Ces entreprises ne rivalisent pas en termes de « puissance de calcul pure », mais en termes de précision, d’optimisation, de durabilité des coûts et de fiabilité. C’est un écosystème qui ne cherche pas à imiter les USA, mais à construire une stratégie complémentaire.

Deux voies pour l’IA : échelle massive ou efficacité européenne

Si l’IA est une infrastructure, il existe deux manières de la construire.

1. Le modèle américain : maximiser l’échelle

  • accès illimité aux capitaux privés
  • concentration dans quelques grands échantillons
  • infrastructure nationale et militaire intégrée
  • d’énormes partenariats public-privé

C’est un modèle efficace, mais difficile à reproduire.

2. Le modèle européen : maximiser l’efficacité

  • spécialisation sectorielle
  • L’IA adaptée aux contextes régulés
  • attention à la durabilité de l’ordinateur
  • fortes intégrations avec l’industrie, l’énergie, la mobilité

Un modèle plus distribué, moins spectaculaire, mais avec un réel impact.

Qu’est-ce que tout cela signifie pour l’avenir de l’Europe

Le rapport State of European Tech 2025 d’Atomico suggère que le déficit d’investissement dans les infrastructures est un problème à prendre très au sérieux, mais souligne également que l’Europe a déjà commencé à construire une voie alternative.

Ambitions pour la technologie européenne

Pour être compétitif à long terme, le continent devra :

  • rendre les GPU et le calcul souverain plus disponibles
  • encourager la création de fonds dédiés aux modèles de fondation et aux infrastructures d’IA
  • réduire la dépendance à l’égard des prestataires tiers
  • accélérer le développement du matériel, des puces et des systèmes de pointe
  • valoriser des acteurs européens déjà forts dans la deep tech

L’IA du futur ne sera pas seulement une puissance de calcul : ce sera un écosystème composé d’informatique, de données, de sécurité, d’applications et de gouvernance.

Sur certains de ces éléments, l’Europe est en retard. Pour d’autres, c’est déjà un pas en avant.

L’Europe ne doit pas copier les États-Unis. Il doit compléter sa stratégie

Les États-Unis ont choisi la voie du déploiement à grande échelle.
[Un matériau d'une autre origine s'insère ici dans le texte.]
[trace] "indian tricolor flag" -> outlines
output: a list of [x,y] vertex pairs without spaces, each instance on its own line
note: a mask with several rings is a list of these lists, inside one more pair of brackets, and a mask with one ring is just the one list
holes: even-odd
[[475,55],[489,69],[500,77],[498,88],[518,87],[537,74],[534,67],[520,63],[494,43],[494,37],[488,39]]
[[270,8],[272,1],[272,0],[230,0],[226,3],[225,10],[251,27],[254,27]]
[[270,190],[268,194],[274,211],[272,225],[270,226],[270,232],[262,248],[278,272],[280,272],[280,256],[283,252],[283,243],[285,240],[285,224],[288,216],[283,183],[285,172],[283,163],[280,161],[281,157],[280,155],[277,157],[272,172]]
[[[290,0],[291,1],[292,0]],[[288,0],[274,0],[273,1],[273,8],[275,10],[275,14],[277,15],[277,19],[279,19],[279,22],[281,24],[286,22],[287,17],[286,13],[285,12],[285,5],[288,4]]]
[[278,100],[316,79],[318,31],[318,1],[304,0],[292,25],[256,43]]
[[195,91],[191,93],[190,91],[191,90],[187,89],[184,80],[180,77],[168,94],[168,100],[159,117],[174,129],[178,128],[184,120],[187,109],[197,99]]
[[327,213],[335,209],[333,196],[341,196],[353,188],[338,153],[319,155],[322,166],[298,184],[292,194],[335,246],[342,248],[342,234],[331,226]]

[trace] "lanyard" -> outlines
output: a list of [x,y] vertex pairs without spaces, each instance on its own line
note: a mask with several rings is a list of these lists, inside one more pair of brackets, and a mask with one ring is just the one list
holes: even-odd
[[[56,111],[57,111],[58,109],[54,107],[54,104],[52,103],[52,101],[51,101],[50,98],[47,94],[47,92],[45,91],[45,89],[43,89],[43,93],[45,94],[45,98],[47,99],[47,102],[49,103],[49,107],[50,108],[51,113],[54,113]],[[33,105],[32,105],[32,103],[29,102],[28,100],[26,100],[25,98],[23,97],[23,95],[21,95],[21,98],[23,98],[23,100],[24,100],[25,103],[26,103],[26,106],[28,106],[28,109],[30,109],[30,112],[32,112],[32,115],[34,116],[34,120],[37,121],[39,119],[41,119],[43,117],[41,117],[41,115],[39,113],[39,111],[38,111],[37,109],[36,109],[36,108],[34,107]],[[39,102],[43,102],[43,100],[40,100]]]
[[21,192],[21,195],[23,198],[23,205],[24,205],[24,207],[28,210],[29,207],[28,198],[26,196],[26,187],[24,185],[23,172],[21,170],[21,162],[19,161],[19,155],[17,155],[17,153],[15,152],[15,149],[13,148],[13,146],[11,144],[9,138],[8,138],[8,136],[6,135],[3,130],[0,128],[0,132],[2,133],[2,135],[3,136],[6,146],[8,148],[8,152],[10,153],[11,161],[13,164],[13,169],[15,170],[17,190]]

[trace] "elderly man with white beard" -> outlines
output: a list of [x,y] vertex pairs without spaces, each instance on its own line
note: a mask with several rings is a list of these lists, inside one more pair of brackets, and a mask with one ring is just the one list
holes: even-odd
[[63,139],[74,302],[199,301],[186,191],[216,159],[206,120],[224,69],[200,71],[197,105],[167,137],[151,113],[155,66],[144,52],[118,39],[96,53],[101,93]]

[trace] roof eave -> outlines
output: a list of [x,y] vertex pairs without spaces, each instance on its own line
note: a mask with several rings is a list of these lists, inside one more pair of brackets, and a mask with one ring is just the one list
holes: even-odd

L’Europe est celle des applications efficaces, durables et spécialisées.

Le continent ne doit pas poursuivre les USA sur leur terrain : il doit accélérer tout seul.

Le rapport State of European Tech 2025 d’Atomico montre clairement que le déficit d’investissement est énorme, mais pas insurmontable.
Si l’Europe parvient à renforcer sa couche d’infrastructures sans renoncer à ses atouts, à l’industrie, à l’automatisation, à la technologie profonde, à la réglementation et à la qualité, elle sera en mesure de jouer un rôle mondial dans la nouvelle économie de l’IA.

Les États-Unis ont construit leur puissance. L’Europe peut construire la précision.

Et dans un monde qui évolue vers une IA distribuée et efficace intégrée dans de véritables industries, la précision peut devenir un avantage décisif.